Tamas is important because of his argument that all previous socialist revolutions were in fact under the 'sign' of Rousseau rather than Marx, that they all were extensions of the struggle embedded in the key term of the French Revolution: Citizen. That made sense of what I myself had written in "Citizen Angels: Civil Society and the Abstract Individual in Paradise Lost" (a reading of two episodes: the meeting of Uriel and the Cherub and the debate between Satan and Abdiel). In writing that I had discovered the crucial importance of "choice" in bourgeois ideology and the viciousness of bourgeois emphasis on this "free choice." ("Free" here meaning detached, meaningless).

I never of course suggested that one needed to read Morgan in order to understand Morgan. I began with the abysmal ignorance of the '60s in almost every post on this list that referenced the '60s; it was that ignorance, recognition of which was grounded in my own experience, that I attacked, & Morgan's book (as said above) documented the sources of that ignorance.

My interest is not, then, in Morgan's book as a book; my interest is in the importance of the material for leftists who were attempting to take an active part in the present revival of political activity.

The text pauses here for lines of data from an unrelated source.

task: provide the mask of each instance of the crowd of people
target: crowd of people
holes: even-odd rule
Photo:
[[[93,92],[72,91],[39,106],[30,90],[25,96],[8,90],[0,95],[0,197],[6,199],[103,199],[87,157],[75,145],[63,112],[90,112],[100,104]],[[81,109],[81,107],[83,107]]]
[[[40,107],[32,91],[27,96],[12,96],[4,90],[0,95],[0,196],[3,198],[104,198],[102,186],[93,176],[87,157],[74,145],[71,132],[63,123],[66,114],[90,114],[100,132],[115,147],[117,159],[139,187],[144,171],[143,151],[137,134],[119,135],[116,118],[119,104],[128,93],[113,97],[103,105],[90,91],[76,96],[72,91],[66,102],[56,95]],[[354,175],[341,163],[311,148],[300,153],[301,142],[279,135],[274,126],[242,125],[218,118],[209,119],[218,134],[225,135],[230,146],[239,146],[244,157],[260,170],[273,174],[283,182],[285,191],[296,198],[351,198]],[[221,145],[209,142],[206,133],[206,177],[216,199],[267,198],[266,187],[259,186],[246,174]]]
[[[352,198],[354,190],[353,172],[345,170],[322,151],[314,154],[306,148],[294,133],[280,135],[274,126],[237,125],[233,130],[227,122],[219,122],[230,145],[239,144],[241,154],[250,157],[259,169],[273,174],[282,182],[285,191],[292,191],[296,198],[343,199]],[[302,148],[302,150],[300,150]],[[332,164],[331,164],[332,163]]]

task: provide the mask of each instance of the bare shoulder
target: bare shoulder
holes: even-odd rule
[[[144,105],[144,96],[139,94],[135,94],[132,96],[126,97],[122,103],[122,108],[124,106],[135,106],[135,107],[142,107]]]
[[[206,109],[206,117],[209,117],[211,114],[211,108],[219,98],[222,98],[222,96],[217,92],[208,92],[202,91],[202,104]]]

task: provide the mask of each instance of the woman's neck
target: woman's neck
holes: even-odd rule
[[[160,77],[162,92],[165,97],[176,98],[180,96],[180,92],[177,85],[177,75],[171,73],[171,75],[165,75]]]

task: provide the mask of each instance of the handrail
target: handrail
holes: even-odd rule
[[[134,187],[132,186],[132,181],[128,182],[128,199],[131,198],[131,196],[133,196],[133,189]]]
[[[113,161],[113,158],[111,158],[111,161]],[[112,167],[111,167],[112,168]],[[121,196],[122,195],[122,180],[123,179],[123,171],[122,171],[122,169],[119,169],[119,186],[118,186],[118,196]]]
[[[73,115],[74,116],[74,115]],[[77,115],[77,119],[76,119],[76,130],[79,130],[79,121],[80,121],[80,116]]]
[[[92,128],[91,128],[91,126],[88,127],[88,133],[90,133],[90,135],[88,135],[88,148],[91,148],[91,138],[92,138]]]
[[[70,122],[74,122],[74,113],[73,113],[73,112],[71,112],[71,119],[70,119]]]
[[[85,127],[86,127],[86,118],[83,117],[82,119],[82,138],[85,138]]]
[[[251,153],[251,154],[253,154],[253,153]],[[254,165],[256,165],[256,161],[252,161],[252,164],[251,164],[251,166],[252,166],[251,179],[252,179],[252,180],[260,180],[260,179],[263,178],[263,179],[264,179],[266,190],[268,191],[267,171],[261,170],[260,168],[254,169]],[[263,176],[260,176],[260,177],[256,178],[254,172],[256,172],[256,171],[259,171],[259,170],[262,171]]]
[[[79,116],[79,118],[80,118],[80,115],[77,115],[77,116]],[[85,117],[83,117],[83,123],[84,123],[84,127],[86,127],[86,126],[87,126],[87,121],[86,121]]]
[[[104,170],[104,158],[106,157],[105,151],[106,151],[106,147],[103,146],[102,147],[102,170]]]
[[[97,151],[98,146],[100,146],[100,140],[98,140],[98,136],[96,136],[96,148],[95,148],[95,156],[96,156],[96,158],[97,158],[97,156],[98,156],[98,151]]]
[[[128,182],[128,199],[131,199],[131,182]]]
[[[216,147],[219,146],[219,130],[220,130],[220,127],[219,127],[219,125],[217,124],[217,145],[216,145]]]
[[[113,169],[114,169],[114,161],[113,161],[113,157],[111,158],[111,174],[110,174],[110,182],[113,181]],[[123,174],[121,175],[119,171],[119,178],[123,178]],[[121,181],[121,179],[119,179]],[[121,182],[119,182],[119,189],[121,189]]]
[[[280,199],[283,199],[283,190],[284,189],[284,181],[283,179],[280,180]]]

Actually, bowing to the suggestions of Bill Q & Angelus, the single most important text in my "post-M-L" political history is one that I do not even remember the title of; it was an article by Paul Sweezy in which he pointed out that the (false) concept of socialism as science was profoundly anti-democratic and for that reason profoundly anti-socialist. It was that that eventually led to my intense concern with Marx's remark on the anatomy of the ape.